How Does Python Handle Signals (on Windows)?

(Background: I’ve recently and less recently worked through a couple of issues with Python’s Ctrl-C handling under Windows. These required me to dig into the corners of Python’s signal-handling mechanism as interpreted on Windows. This post is something of an aide memoire for myself for the next time I have to dig.).

Signals are a Posix mechanism whereby User-space code can be called by Kernel-space code as a result of some event (which might itself have been initiated by other User-space code). At least, that’s the understanding of this ignorant Windows-based developer.

For practical purposes, it means you can set up your code to be called asynchronously by installing a signal handler for a particular signal. Lots more information, of course, over at Wikipedia. Windows (which is not short of native IPC mechanisms, asynchronous and otherwise) offers an emulation of the Posix signals via the C runtime library, and this is what Python mostly uses.

However, as you’ll see from the Python docs Python doesn’t allow arbitrary code to be called directly by the OS. Instead, it keeps track of what handlers you’ve set up via the signal module and then calls them when it’s got a moment. The “when it’s got a moment” means, essentially, that Modules/signalmodule.c:PyErr_CheckSignals is called all over the place, but especially is called via the eval-loop’s pending calls mechanism.

So what does this mean in term’s of Python’s codebase?

* The heart of the signal handling mechanism is in Modules/signalmodule.c

* The signal module keeps track in a Handlers structure of the Python handlers registered via the signal.signal function. When the mechanism fires up, it pulls the appropriate function out of that structure and calls it.

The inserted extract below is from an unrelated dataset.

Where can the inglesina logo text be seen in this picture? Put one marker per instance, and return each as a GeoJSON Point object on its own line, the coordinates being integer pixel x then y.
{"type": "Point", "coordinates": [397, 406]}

* Python registers Modules/signalmodule.c:signal_handler with the OS as a global signal handler which, when fired by the OS, calls Modules/signalmodule.c:trip_signal which indicates that the corresponding Python signal handler should be called at the next available point.

* The signal can be delivered by the OS (to the internal signal_handler function) at any point but the registered Python handler will only be run when PyErr_CheckSignals is run. This means that, at the very least, the Python signal handlers will not be run while a system call is blocking. It may be that whatever caused the signal will have caused the kernel to abort the blocking call, at which point Python takes over again and can check the signals. (This is what happens at points in the IO read/write loops). But if some uninterruptible device read hangs then Python will not regain control and no signal handler will execute.

* The main eval loop will check for raised signals via its pending calls mechanism, a C-level stack from which a function call can be popped every so often around the loop. The trip_signal function (called by the global signal_handler) adds to the queue of pending functions a wrapped call to PyErr_CheckSignals. This should result in the signals being checked a few moments later during the eval loop.

OK; so much for the whistlestop tour. How about Windows?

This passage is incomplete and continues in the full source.